Крысы утихли, потому что Фаддей Кириллович действительно забормотал:

— Поспешим, Фаддей! Поспешим, сатана души моей!.. Несомненно одно, что… что как только почва даст вместо сорока пятьсот пудов на десятину и что… если железо начнет размножаться, то… эти, как их, женщины и ихние мужья сразу возьмут и нарожают столько людей, что не хватит опять ни хлеба, ни железа и настанет бедность… Довольно бормотать, ты мне мешаешь, дурак!..

Выругав этак себя, Фаддей Кириллович притих и усердно занялся работой, выводя аккуратные значки, как на уроке чистописания.

Москва проснулась и завизжала трамваями. Изредка вольтовы дуги озаряли туман, потому что токособиратели иногда отскакивали от провода.

— Идиоты! — не выдержал Фаддей Кириллович. — До сих пор не могут поставить рациональных токособирателей: жгут провод, тратят энергию и нервируют прохожих!..

Когда окончательно рассеялся туман и засиял неожиданный торжественный день, Фаддей Кириллович протер заслезившиеся глаза и начал в злостном исступлении драть ногтями поясницу:

— Какая-то стерва вторые сутки грызет!
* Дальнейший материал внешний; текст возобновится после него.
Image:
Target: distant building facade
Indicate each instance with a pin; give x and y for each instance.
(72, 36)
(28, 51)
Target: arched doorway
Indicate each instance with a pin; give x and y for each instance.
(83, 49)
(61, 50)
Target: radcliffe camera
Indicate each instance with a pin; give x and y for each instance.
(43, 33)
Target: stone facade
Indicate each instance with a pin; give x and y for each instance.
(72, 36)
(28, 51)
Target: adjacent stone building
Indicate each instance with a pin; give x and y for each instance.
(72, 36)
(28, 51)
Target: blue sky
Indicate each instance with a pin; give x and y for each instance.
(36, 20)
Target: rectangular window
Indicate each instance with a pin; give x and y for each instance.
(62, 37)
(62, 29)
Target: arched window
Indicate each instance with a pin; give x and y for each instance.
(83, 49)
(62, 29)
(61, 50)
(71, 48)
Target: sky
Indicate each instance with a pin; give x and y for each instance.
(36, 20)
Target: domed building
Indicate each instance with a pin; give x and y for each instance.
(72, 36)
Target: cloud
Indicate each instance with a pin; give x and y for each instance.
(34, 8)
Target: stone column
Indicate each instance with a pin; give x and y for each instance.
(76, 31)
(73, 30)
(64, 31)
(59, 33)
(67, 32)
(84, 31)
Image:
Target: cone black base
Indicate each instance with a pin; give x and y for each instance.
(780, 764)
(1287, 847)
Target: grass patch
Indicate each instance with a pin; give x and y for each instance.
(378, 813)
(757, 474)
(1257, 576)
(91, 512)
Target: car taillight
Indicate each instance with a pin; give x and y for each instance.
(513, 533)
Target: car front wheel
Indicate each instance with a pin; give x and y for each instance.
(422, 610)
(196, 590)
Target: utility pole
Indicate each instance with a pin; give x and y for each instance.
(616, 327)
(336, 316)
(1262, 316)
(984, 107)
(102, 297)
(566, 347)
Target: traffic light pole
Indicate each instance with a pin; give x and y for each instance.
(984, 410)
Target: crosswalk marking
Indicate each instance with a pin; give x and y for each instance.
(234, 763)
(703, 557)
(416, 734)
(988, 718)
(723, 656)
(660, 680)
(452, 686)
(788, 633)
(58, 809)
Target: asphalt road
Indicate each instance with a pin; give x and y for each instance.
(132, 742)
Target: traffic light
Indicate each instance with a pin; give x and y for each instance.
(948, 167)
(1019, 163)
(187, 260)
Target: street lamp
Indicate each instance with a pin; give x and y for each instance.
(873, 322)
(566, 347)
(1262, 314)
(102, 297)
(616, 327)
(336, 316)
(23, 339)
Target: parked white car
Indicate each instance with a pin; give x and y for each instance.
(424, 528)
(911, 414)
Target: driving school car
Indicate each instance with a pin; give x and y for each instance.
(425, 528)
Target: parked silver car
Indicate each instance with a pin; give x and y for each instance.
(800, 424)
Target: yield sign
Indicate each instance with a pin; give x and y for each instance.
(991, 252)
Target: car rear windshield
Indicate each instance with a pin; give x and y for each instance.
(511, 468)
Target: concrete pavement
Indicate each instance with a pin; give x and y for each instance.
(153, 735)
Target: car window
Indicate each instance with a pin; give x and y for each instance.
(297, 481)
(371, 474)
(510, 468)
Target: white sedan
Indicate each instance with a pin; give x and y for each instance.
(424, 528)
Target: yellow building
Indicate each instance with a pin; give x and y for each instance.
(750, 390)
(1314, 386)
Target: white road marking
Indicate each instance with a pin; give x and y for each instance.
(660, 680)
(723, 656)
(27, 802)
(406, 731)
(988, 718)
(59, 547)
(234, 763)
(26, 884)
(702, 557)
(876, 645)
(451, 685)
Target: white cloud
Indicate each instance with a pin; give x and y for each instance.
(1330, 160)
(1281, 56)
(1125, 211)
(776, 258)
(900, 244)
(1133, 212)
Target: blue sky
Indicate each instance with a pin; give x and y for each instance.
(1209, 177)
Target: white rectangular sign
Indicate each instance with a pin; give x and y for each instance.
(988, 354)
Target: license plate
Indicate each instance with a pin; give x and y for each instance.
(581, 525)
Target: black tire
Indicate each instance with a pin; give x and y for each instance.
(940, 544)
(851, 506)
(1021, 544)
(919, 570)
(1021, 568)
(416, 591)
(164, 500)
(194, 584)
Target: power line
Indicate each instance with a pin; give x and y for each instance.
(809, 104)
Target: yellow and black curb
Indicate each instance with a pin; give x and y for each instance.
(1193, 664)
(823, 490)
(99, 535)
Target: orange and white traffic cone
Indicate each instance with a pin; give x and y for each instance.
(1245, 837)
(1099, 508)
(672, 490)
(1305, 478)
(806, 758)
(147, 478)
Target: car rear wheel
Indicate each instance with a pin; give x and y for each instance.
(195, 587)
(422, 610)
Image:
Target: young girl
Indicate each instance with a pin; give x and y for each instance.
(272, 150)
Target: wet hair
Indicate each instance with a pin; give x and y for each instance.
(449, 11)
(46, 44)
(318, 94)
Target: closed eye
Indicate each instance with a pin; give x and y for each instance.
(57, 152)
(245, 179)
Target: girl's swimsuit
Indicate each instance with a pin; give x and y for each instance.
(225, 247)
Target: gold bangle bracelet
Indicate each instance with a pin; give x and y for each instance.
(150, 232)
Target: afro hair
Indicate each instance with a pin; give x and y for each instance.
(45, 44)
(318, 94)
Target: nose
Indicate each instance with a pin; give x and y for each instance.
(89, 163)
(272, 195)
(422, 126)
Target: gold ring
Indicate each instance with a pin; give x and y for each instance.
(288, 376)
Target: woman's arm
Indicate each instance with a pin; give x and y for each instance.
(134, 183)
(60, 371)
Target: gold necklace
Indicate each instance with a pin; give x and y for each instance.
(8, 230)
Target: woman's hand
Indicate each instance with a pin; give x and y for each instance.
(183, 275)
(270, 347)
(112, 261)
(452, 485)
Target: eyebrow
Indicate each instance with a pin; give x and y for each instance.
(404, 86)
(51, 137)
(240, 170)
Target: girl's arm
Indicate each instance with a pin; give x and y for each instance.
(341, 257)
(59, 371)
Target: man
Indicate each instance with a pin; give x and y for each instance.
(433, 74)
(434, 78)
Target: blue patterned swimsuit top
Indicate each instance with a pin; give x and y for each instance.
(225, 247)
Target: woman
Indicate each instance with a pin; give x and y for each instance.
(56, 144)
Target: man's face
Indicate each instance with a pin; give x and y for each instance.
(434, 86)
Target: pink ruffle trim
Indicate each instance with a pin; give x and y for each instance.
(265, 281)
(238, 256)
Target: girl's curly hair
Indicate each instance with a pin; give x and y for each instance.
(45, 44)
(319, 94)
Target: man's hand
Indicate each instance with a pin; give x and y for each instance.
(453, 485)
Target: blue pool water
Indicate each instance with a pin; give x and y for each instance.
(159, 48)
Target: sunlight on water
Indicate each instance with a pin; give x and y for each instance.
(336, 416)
Только успокоишься, а уж какая-нибудь болячка появится! И вечно трудно человеку!..

В это время к Фаддею Кирилловичу постучали: Мокрида Захаровна, старушка, принесла Попову завтрак и пришла убирать комнату.
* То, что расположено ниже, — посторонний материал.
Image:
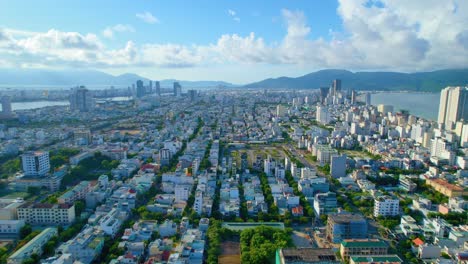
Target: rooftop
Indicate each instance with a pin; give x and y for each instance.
(345, 217)
(308, 254)
(447, 185)
(364, 243)
(377, 259)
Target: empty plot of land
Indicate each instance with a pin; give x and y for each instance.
(230, 253)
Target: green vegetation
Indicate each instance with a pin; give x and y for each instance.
(216, 234)
(90, 169)
(26, 239)
(453, 218)
(273, 212)
(61, 157)
(384, 181)
(317, 124)
(308, 211)
(429, 193)
(259, 245)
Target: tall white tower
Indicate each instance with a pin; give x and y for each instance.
(453, 106)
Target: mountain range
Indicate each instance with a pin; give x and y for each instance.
(422, 81)
(90, 78)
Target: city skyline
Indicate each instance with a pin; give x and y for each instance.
(248, 42)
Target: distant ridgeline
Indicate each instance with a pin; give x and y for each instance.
(389, 81)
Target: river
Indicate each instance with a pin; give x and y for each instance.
(424, 105)
(44, 103)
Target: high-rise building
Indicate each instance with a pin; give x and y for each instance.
(35, 163)
(353, 97)
(338, 166)
(453, 106)
(177, 89)
(81, 100)
(140, 89)
(384, 109)
(6, 106)
(157, 87)
(322, 115)
(368, 99)
(336, 86)
(193, 95)
(280, 110)
(323, 93)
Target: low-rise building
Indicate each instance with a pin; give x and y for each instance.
(11, 226)
(85, 247)
(306, 255)
(386, 206)
(325, 203)
(446, 188)
(362, 247)
(43, 213)
(76, 193)
(385, 259)
(346, 226)
(32, 247)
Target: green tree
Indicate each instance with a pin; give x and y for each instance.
(25, 231)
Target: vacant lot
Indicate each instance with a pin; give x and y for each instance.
(230, 253)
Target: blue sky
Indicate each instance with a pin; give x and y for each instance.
(236, 41)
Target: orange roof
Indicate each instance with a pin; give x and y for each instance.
(447, 185)
(418, 242)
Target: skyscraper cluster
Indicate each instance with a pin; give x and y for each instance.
(453, 106)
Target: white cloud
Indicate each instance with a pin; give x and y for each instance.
(147, 17)
(233, 15)
(390, 35)
(108, 32)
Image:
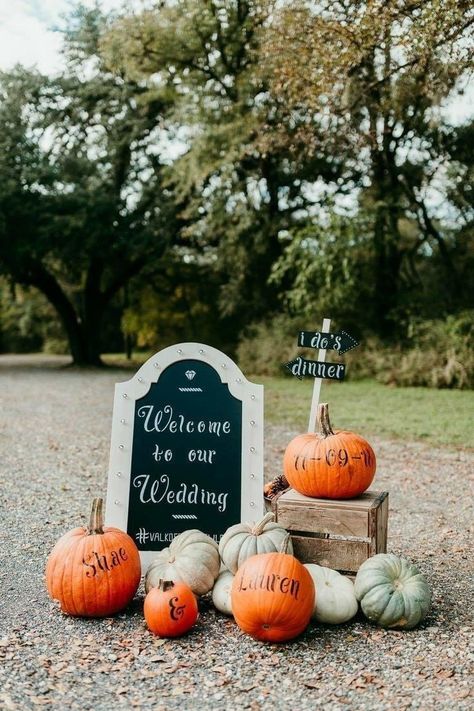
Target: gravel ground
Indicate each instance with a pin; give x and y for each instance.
(54, 439)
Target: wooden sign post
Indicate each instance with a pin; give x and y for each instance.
(186, 448)
(317, 382)
(319, 369)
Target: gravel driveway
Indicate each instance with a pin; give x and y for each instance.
(54, 441)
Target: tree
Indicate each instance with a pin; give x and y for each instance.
(241, 193)
(83, 207)
(376, 73)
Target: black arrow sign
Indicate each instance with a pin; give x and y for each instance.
(316, 369)
(340, 341)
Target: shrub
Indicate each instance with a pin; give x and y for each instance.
(437, 353)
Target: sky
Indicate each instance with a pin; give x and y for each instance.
(28, 36)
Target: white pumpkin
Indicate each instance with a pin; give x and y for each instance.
(244, 540)
(221, 592)
(335, 600)
(193, 558)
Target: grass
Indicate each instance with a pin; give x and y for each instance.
(370, 408)
(365, 406)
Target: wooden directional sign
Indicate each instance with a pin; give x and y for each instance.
(339, 341)
(316, 369)
(186, 448)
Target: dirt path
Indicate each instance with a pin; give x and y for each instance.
(54, 441)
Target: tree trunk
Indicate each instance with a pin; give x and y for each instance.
(83, 336)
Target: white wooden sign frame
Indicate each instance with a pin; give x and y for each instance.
(126, 394)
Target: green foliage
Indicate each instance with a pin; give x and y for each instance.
(203, 165)
(82, 203)
(437, 354)
(28, 322)
(375, 410)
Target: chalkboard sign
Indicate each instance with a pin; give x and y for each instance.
(186, 448)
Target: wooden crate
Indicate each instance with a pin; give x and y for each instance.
(339, 534)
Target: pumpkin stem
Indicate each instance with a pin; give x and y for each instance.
(258, 527)
(165, 585)
(284, 545)
(96, 521)
(325, 429)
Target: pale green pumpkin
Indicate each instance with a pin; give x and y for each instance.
(392, 592)
(243, 540)
(335, 600)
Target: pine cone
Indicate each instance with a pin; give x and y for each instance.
(275, 487)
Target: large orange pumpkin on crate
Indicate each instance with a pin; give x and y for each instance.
(329, 464)
(273, 596)
(95, 571)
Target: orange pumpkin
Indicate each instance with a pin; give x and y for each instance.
(95, 571)
(170, 609)
(272, 596)
(329, 464)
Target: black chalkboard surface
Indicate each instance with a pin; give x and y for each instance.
(186, 456)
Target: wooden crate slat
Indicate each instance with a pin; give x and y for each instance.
(339, 534)
(332, 520)
(337, 554)
(362, 502)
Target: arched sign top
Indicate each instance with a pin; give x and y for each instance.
(186, 447)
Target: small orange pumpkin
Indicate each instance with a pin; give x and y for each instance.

— Ну, как, Захаровна? Ничего там не случилось? Люди не вымерли? Светопреставление не началось еще? Погляди, спина у меня назади?..
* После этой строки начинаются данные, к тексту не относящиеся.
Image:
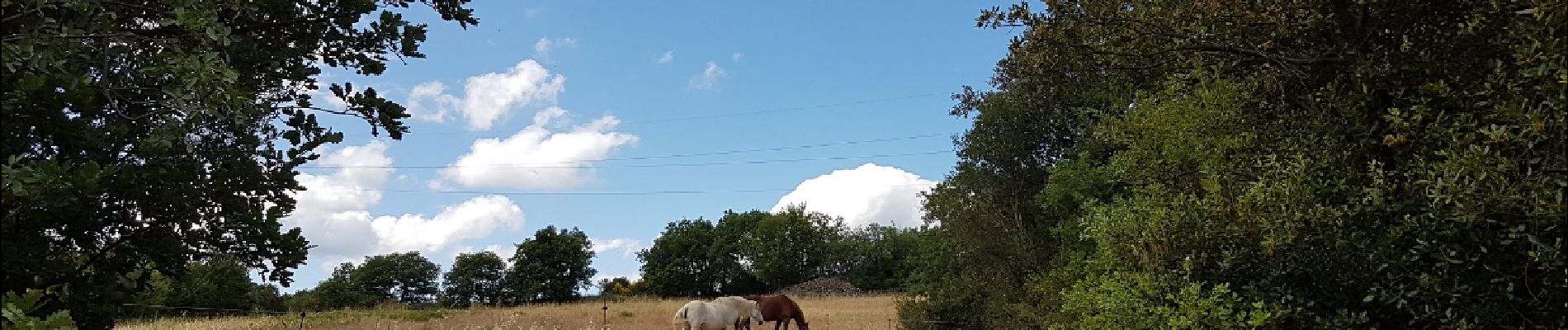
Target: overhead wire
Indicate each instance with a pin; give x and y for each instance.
(656, 157)
(590, 193)
(728, 115)
(668, 165)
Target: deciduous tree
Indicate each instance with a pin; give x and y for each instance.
(141, 134)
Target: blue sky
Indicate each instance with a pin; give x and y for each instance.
(513, 116)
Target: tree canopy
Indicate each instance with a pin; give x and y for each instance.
(404, 277)
(1301, 165)
(550, 266)
(207, 101)
(474, 279)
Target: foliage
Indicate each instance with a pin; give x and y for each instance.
(878, 257)
(758, 252)
(550, 266)
(731, 254)
(19, 314)
(794, 246)
(616, 286)
(219, 282)
(678, 263)
(404, 277)
(1303, 165)
(338, 291)
(474, 279)
(205, 101)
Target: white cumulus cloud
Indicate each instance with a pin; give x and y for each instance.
(474, 218)
(707, 78)
(866, 195)
(430, 102)
(488, 97)
(333, 211)
(538, 157)
(626, 246)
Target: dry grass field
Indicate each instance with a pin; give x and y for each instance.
(825, 314)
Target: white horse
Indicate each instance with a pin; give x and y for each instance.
(721, 314)
(747, 310)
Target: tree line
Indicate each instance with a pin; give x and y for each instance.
(1283, 165)
(756, 252)
(140, 134)
(550, 266)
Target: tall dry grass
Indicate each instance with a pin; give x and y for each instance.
(825, 314)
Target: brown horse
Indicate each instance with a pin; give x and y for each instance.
(780, 309)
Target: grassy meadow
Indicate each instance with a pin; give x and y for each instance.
(869, 312)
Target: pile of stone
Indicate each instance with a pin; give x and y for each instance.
(822, 286)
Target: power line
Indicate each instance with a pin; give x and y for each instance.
(730, 115)
(783, 110)
(668, 165)
(590, 193)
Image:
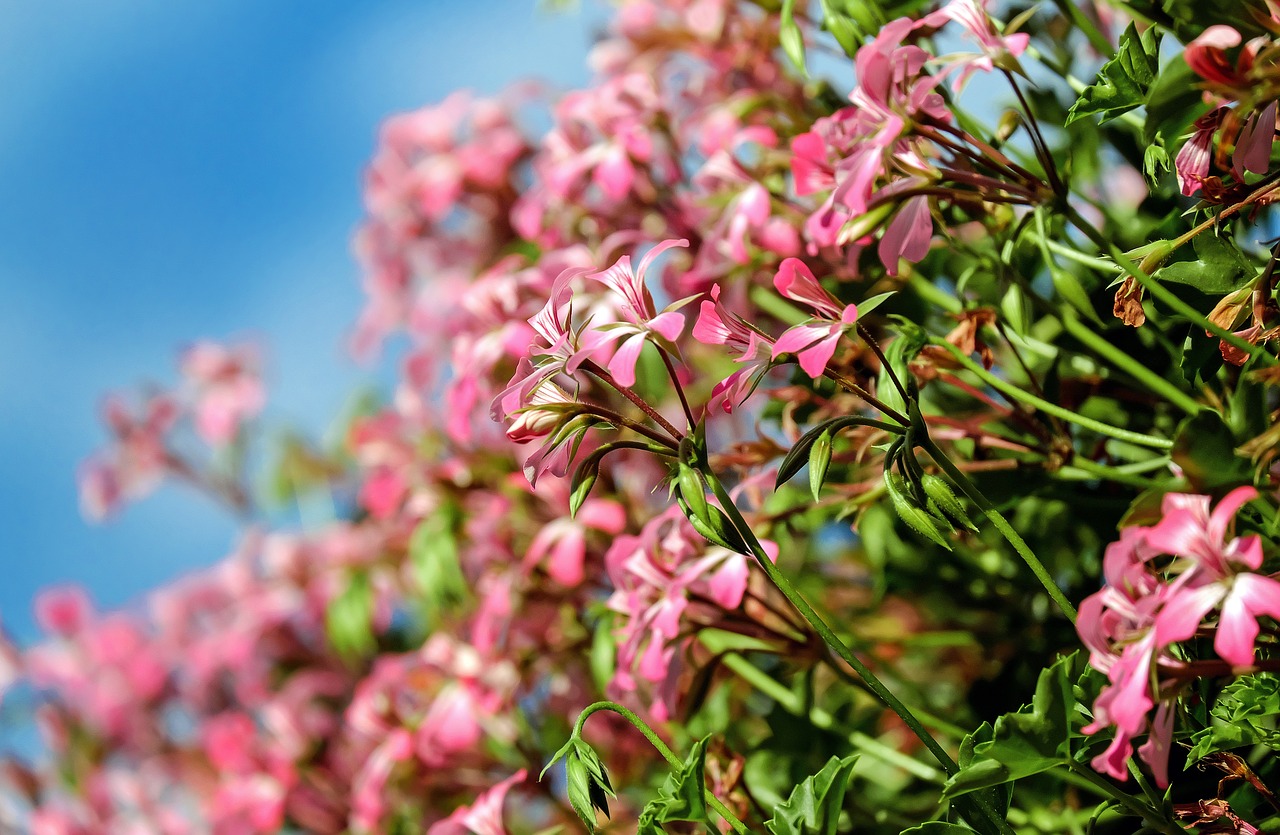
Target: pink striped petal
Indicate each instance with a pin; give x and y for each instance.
(622, 366)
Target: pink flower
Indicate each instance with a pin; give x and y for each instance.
(1253, 145)
(1192, 163)
(1206, 55)
(1132, 623)
(562, 543)
(813, 343)
(641, 322)
(718, 325)
(63, 611)
(227, 388)
(484, 816)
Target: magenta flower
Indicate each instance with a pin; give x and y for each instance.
(561, 544)
(814, 342)
(640, 320)
(1130, 625)
(718, 325)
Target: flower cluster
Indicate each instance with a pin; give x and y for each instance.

— И что ты, батюшка, Фаддей Кириллович, говоришь? Опомнись, батюшка, — такого не бывает! Сидит-сидит, учится-учится — переучится, — и начинает ум за разуменье заходить! Поешь, голубчик, отдохни, ан и сердце отойдет, и дума утихнет…

— Да, Захаровна, да, Мокрида! Да, да, да! И трижды кряду — да! И еще раз — да!.. Ну, давай твою вкусную еду. Будем разводить гнилостные бактерии в двенадцатиперстной кишке, пускай живут в тесноте!.. А ты, старушка, ступай! Мне некогда, за кастрюлями придешь вечером, тогда и комнату уберешь. Вечером я уеду.

— Ох, батюшка, Фаддей Кириллович, дюже ты чуден да привередлив стал, замучил старуху!.. Когда ожидать-то вас?

— Не жди, ступай, считай меня усопшим!

Спешно поев, Фаддей Кириллович закурил и вдруг вскочил, — живой, стремительный и веселый. — Ага, вот где ты пряталось, сучество, скотоложество и супрематия! Вылазь, божья куколка! Дыши, мое чучелко! Живи, моя дочка! Танцуй, Фаддей, крутись, Гаврила, колесо налево, оттормаживай историю! Эх, моя молодость! Да здравствуют дети, невесты и влажные красные жадные губы! Долой Мальтуса и госпланы деторождения! Да здравствует геометрическая и гомерическая прогрессия жизни!..

Тут Фаддей Кириллович остановился и сказал:

— Пожилой субъект ты, Фаддей, а дурак! Еле догадался, а уж благодетельствовать собираешься, самолюбивая сволочь! Садись к столу, сгною тебя работой, паршивый выродок!

Усевшись, Фаддей Кириллович, однако, почувствовал страшную пустоту в мозгу, будто там ливни работы смыли всю плодоносную почву и нечем было питаться зелени его творчества.